Creating an Evaluation

Evaluations allow you to assess how well a specific version of your product performs against a set of test cases by running individual evaluation tasks.

This is how to create an evaluation:

from galtea import Galtea

# Initialize Galtea SDK
galtea = Galtea(api_key="YOUR_API_KEY")

# Create an evaluation
evaluation = galtea.evaluations.create(
    test_id="YOUR_TEST_ID",
    version_id="YOUR_VERSION_ID"
)

print(f"Evaluation created with ID: {evaluation.id}")

An evaluation links a specific version of your product to a test.
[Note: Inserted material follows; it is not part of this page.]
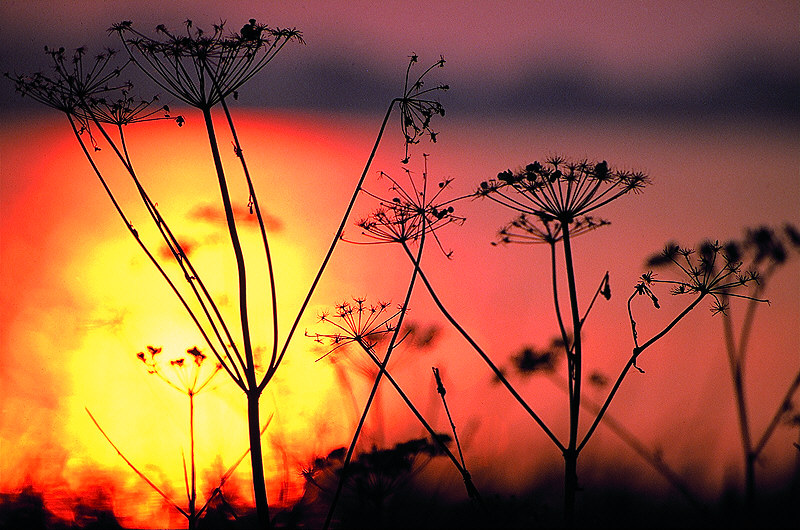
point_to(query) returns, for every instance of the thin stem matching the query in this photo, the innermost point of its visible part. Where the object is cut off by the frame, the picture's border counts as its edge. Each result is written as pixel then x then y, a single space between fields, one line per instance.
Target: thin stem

This establishes the framework for running individual evaluation tasks.

Running Evaluation Tasks with Self-Calculated Scores

Once you’ve created an evaluation, you can run evaluation tasks and directly assign a self-calculated score:

For efficiency, you can process multiple evaluation tasks using a loop and the galtea.evaluation_tasks.create method:

# Load your test cases
test_cases = galtea.test_cases.list(test_id="YOUR_TEST_ID")

# Evaluate all test cases
for test_case in test_cases:
    # Retrieve relevant context for RAG. This may not apply to all products.
    retrieval_context = your_retriever_function(test_case.input)
    
    # Your product's actual response to the input
    timeBeforeCall = datetime.now()
    response = your_product_function(test_case.input, test_case.context, retrieval_context)
    timeAfterCall = datetime.now()

    # Run evaluation task
    galtea.evaluation_tasks.create(
        evaluation_id=evaluation.id,
        test_case_id=test_case.id,
        actual_output=response.output,
        retrieval_context=retrieval_context,

        latency=(timeAfterCall - timeBeforeCall).total_seconds() * 1000,
        usage_info={
          "input_tokens": response.inputTokens,
          "output_tokens": response.outputTokens,
          "cache_read_input_tokens": response.cacheReadInputTokens,
        },

        metrics=["metric_accuracy", "metric_relevance"],
        # Your functions to get a score between 0.0 and 1.0 based on your criteria. 
        scores=[get_score_accuracy(response.output), get_score_relevance(response.output)],
    )

The metrics parameter specifies which metric types to use for evaluating the task. You can use multiple metrics simultaneously to get different perspectives on performance.